Re: [PR] GH-31303: [Python] Remove the legacy ParquetDataset custom python-based implementation [arrow]

via GitHub Thu, 07 Dec 2023 01:04:52 -0800


jorisvandenbossche commented on code in PR #39112:
URL: https://github.com/apache/arrow/pull/39112#discussion_r1418573854



##########
docs/source/python/parquet.rst:
##########
@@ -511,36 +511,20 @@ from a remote filesystem into a pandas dataframe you may 
need to run
 ``sort_index`` to maintain row ordering (as long as the ``preserve_index``
 option was enabled on write).
 
-.. note::
-
-   The ParquetDataset is being reimplemented based on the new generic Dataset
-   API (see the :ref:`dataset` docs for an overview).
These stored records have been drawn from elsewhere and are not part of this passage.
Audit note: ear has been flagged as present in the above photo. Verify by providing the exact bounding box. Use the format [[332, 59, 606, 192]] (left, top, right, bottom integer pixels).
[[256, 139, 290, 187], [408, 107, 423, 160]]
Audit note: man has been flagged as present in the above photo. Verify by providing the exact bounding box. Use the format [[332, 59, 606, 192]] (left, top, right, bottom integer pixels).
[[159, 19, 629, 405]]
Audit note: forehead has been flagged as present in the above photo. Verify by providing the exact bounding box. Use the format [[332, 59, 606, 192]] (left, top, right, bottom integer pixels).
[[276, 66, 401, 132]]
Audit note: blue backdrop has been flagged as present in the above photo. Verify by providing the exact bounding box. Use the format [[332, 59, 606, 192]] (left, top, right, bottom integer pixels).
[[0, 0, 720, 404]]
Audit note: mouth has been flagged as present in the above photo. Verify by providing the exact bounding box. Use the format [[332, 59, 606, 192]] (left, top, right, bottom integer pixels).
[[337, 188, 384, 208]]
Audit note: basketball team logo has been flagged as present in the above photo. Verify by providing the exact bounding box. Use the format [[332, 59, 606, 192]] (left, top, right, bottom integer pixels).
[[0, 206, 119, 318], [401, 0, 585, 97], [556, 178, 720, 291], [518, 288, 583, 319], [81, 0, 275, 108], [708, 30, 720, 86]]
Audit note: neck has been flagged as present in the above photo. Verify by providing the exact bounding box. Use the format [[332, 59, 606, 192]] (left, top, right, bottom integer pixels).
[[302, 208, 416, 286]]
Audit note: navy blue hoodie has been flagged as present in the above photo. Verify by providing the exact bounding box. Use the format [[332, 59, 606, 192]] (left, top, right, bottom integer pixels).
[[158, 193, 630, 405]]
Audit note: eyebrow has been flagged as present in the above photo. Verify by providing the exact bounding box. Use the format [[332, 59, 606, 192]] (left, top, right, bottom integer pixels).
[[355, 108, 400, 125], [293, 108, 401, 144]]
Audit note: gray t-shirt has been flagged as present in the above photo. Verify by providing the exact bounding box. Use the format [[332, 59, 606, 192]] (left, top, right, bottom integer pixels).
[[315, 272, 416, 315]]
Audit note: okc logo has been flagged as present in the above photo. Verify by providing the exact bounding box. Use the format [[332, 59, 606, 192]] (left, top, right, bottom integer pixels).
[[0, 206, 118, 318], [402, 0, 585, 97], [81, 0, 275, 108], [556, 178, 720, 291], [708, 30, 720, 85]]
This is not yet the
-   default, but can already be enabled by passing the 
``use_legacy_dataset=False``
-   keyword to :class:`ParquetDataset` or :func:`read_table`::
-
-      pq.ParquetDataset('dataset_name/', use_legacy_dataset=False)
-
-   Enabling this gives the following new features:
-
-   - Filtering on all columns (using row group statistics) instead of only on
-     the partition keys.
-   - More fine-grained partitioning: support for a directory partitioning 
scheme
-     in addition to the Hive-like partitioning (e.g. "/2019/11/15/" instead of
-     "/year=2019/month=11/day=15/"), and the ability to specify a schema for
-     the partition keys.
-   - General performance improvement and bug fixes.
+Other features:
 
-   It also has the following changes in behaviour:
+- Filtering on all columns (using row group statistics) instead of only on
+   the partition keys.

Review Comment:
   Formatting nit: restructured text requires aligned indentation (same for 
below)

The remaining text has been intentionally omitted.